Canonchet

Bronze edition: 20 | Height: 29″

Last Sachem of the Narragansett

The Narragansett was the most powerful tribe in 17th century New England, according to William Hubbard in his “History of the Indian Wars” (1677), and Canonchet was able “to raise 4000 fighting men”.

The Puritans, fearful that the powerful Narragansetts would join the Indian uprising inspired by the Wanpanoag King Philip, launched a pre-emptive strike against their fort in the Great Swamp (near Kingston, Rhode Island) on December 19th, 1675. Canonchet, residing in another village a few miles away, thus became an implacable foe of the English.

Deferring to the superior number of warriors under his command, Canonchet now supplanted Philip at the supreme Indian military commander in Southern New England. Largely under his direction, the Indian Confederates achieved great success. They inflicted the highest per capita casualty rate of any subsequent American war. Of the 90 towns in New England, 52 were attacked and 19 were wholly destoyed. Per capita income in New England did not surpass the 1675 levels until 1815. “[Canonchet] maintained the war with his whole energy; and never had Philip been so prosperous, never had the English suffered so many disasters as for several months after the battle in the Great Swamp. Captains Pierce and Wadsworth, each with 50 men, were swallowed up…and village after village were burned and the inhabitants either massacred or compelled to fly…”

History of the Indians of Connecticut”, John W. de Forest (1851)

“But it was now full sea with Phillip his affairs: for soon after, the tide of his success began to turn…a victory by the English with invaluable aid of friend. – Indians soon followed: This victory was the more considerable, in that several of the chief captains of the enemy were at this time killed or taken; amongst whom was Cononchet…he was the chief Sachem of all the Narragansetts: great nephew of Cononicus and son of Miantinomo, and the heir of all his fathers pride and insolency, as well as his malice against the English…Wherefore forseeing that so many hundreds (of his followers) could not subsist without planting…to that end he ventured with but 30 men to fetch seed corn…leaving a body of men, not fewer than 1500, to follow…this adventure brought him to a snare from whence he could not escape.

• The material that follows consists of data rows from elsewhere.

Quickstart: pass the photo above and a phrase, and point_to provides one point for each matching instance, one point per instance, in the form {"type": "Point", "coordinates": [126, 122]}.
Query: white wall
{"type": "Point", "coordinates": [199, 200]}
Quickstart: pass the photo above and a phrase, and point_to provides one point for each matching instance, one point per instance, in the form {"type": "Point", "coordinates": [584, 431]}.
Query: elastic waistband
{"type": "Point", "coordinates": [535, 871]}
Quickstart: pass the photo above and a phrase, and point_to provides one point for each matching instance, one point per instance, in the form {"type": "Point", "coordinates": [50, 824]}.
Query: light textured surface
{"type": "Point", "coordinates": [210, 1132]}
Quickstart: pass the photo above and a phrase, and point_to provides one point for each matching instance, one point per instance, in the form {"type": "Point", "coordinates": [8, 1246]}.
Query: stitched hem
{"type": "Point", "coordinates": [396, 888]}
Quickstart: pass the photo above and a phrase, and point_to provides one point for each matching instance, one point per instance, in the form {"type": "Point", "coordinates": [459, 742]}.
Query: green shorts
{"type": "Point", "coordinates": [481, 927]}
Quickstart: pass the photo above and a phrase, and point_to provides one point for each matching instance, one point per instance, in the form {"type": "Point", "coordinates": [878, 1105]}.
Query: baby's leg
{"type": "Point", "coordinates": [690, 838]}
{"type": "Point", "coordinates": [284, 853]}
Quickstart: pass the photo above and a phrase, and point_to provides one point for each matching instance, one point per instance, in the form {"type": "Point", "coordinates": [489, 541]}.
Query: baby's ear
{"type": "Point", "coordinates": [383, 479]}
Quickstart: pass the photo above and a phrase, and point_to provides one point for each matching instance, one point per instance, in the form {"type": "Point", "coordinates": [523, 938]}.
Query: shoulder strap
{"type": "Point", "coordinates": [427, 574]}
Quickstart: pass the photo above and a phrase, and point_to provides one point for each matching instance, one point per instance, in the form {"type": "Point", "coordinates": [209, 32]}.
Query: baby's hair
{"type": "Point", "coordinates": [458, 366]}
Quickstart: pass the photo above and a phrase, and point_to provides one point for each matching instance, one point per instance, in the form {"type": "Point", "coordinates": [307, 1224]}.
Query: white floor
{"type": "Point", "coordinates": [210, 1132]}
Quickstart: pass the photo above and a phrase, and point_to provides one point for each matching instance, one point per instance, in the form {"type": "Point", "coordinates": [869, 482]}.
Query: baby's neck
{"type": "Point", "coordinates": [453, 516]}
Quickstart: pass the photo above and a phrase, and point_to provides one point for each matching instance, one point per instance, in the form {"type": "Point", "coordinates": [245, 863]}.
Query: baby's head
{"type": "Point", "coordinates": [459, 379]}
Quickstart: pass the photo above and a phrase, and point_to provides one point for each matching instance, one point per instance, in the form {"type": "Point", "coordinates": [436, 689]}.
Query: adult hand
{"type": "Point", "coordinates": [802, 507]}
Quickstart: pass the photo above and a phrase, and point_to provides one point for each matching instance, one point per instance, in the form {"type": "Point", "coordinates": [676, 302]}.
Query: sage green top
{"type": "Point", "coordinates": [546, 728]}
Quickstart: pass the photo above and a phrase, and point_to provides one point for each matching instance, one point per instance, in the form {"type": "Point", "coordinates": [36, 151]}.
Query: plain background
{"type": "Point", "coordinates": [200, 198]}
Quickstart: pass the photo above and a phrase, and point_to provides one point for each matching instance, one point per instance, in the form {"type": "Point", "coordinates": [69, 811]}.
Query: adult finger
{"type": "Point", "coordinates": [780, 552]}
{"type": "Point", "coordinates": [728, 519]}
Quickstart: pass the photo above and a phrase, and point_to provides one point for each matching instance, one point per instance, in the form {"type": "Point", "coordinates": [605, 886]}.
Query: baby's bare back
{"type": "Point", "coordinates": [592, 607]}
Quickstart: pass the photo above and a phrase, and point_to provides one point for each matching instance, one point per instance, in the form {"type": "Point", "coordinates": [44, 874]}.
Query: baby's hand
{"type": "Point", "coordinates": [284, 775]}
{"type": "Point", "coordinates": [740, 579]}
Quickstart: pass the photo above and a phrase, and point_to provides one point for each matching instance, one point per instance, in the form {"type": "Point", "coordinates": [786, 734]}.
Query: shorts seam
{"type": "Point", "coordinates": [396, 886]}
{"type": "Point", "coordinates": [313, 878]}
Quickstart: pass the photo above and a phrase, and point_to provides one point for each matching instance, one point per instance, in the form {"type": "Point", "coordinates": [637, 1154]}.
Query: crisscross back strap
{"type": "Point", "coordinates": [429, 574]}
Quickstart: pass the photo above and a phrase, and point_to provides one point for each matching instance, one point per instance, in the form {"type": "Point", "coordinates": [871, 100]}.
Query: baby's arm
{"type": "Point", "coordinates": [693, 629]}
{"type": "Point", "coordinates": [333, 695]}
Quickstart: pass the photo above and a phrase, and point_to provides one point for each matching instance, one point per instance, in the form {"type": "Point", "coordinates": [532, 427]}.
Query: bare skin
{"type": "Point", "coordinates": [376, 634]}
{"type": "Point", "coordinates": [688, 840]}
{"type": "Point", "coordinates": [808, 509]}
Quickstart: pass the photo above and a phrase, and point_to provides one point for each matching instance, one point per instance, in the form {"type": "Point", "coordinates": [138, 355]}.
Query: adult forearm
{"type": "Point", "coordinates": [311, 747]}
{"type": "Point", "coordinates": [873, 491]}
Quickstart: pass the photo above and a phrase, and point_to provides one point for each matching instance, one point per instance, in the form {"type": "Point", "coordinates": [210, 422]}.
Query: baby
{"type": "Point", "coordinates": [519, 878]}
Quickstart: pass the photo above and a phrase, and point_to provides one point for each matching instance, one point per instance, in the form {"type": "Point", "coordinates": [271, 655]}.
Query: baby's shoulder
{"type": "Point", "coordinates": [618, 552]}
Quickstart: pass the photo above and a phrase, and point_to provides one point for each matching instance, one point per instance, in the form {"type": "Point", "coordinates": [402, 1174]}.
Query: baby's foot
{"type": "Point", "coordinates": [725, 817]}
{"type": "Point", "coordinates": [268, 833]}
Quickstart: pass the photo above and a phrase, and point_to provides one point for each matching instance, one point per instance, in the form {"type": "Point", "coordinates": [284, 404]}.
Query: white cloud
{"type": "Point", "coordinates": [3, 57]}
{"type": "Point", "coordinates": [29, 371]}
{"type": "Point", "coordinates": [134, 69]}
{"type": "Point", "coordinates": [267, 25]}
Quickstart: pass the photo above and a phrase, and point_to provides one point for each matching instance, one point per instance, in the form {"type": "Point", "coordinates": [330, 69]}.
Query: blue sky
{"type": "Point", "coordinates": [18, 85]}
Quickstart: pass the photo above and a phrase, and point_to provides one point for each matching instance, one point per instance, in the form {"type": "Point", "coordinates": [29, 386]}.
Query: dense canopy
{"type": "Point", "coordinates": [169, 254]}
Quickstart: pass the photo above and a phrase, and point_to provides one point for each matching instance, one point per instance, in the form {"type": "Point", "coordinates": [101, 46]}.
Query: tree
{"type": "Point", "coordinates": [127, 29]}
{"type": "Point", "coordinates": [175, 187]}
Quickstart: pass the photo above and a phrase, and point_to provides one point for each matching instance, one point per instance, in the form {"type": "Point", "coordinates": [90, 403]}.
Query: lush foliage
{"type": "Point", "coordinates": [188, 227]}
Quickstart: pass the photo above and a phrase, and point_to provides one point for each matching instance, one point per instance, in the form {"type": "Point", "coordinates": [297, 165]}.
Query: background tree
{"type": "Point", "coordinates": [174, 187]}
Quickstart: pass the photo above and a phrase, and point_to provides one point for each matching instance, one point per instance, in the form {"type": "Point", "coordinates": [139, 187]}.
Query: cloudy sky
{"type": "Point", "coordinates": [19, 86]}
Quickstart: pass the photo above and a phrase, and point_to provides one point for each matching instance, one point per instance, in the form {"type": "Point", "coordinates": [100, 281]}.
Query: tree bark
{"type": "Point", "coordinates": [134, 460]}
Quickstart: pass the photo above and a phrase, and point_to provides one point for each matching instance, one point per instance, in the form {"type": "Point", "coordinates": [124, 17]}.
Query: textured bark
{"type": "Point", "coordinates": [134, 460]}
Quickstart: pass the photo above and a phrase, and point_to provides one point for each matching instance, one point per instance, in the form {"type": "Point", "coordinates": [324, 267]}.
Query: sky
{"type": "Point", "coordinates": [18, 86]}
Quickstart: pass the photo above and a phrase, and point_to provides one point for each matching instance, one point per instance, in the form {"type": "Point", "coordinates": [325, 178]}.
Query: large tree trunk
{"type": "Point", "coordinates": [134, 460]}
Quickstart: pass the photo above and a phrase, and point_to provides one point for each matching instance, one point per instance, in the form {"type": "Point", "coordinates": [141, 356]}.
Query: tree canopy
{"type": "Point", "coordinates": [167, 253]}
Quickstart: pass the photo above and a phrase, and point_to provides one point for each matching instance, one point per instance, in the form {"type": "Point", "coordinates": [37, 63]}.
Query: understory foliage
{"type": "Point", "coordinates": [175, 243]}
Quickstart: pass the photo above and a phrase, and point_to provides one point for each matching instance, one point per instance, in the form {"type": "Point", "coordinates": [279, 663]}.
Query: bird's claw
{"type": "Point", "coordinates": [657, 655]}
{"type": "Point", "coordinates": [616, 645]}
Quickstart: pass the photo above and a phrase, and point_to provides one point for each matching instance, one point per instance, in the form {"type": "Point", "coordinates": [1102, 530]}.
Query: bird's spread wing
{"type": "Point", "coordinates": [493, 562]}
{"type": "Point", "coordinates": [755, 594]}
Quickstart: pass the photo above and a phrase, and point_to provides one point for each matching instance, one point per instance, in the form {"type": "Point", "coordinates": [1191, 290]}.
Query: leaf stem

While fleeing his pursuers, slipped on a stone plunging him into the water, thus making his gun useless. A Pequot laid hold of him without his making any resistence; though he was a very proper man, of goodly stature and great courage of mind as well as strength of body. A young Englishman scarce 22 years old, yet adventuring to ask him a question, this manly Sachem looking with a little neglect (contempt?)…replied in broken English: ‘you much child, no understand matters of war; let your chief come, him I will answer’…acting herein as if some old Roman ghost had possessed the body of this western pagan: and like Attilius Regulus, he would not accept his own life, when it was tendered him, upon the low condition of compliance with the English.” He had formerly boasted that, they would fight it out to the last man rather than they would become servants to the English, “and to earlier English demands that he surrender any of Phillip’s men, replied that he would not deliver up a Wampanoag’s nail!”

“Now told his sentence was to die, he said, ‘he liked it well, that he should die before his heart was soft, or he had spoken anything unworthy of himself.’ He told the English that the killing of him would not end the war; but it was a considerable step there unto; nor did it live much longer after his death, at least in those parts: for after Sudbury fight when the sun of their hopes was at its highest, April 21st, (1676), it visibly declined, till it set in a night of obscure and utter darkness upon them all.”

“History of the Indian Wars” (1677), William Hubbard

“None of the most famous heroes of Rome have discovered a greater love of their country or a greater contempt of death than these people.”

Cadwallader Colden, 1727

“They are tall and straight, tread strong and clever and walk with a lofty chin.”